Dal “Maracanaço” al “Mineiraço”: l’analisi di un altro Mondiale da incubo per i padroni di casa
Sono passati 64 anni (16 Luglio 1950) dalla disfatta più dolorosa tratteggiata di verde e oro, quel lontano “Maracanaço” che rivive nella mente dei brasiliani, trasmesso ai propri discendenti quasi fosse un avvenimento da esorcizzare; un’intera generazione segnata e un’altra, quella di oggi, pronta a prendersi la rivincita. Sembrava, insomma, il prologo perfetto di una storia lunga quasi tredici lustri e molto probabilmente un’occasione più unica che rara: vincere in casa, di fronte ai propri concittadini, uniti in un momento difficile per una nazione che fatica a progredire e che ogni giorno si scontra con grossi problemi sociali ed economici.
Invece, il Mondiale del 2014 verrà ricordato dai padroni di casa come il remake di una tragedia calcistica già vissuta sulla propria pelle, un disastro che al pari o forse anche più del “Maracanaço” segnerà la generazione di oggi. Eppure riavvolgendo il calendario di 365 giorni, troviamo gli stessi uomini alzare la Confederations Cup al Maracanã, fracassando la Spagna campione di tutto 3-0. Sic transit gloria mundi, un anno dopo il sogno è diventato un incubo, perché è lecito inciampare al penultimo gradino contro la Germania, non lo è, se ti chiami Brasile, capitombolare giù dalle scale prendendone 5 in 29 minuti, e 7 nell’arco dei 90.

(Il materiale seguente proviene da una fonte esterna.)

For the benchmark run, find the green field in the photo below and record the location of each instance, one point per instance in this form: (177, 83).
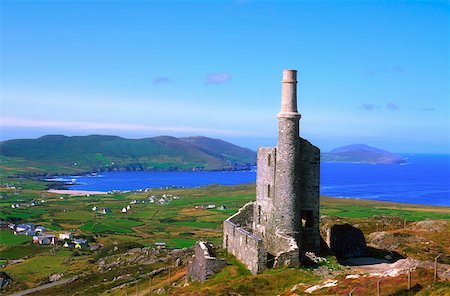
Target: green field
(176, 223)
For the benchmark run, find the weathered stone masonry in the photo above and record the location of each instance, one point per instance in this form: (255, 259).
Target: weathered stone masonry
(284, 219)
(204, 263)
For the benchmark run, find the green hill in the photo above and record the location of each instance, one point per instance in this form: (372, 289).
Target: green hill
(62, 154)
(361, 153)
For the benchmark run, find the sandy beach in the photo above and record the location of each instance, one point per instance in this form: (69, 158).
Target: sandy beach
(76, 192)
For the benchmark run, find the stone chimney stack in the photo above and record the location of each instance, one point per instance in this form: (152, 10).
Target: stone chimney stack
(288, 158)
(289, 95)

La partita contro i tedeschi ha evidenziato nella maniera più feroce e dolorosa tutte le pecche di una squadra costruita con delle fondamenta molto fragili, tolte quelle, il castello di carta è venuto giù come mai era successo nella storia dei verdeoro: la squalifica di Thiago Silva e l’infortunio di Neymar hanno mostrato al mondo il reale valore di questo Brasile, una squadra di singoli male amalgamati, capace di rimanere a galla nel girone con qualche spinta arbitrale e di arrivare tra i primi quattro con tanta fortuna; chiedere a Mauricio Pinilla per conferma.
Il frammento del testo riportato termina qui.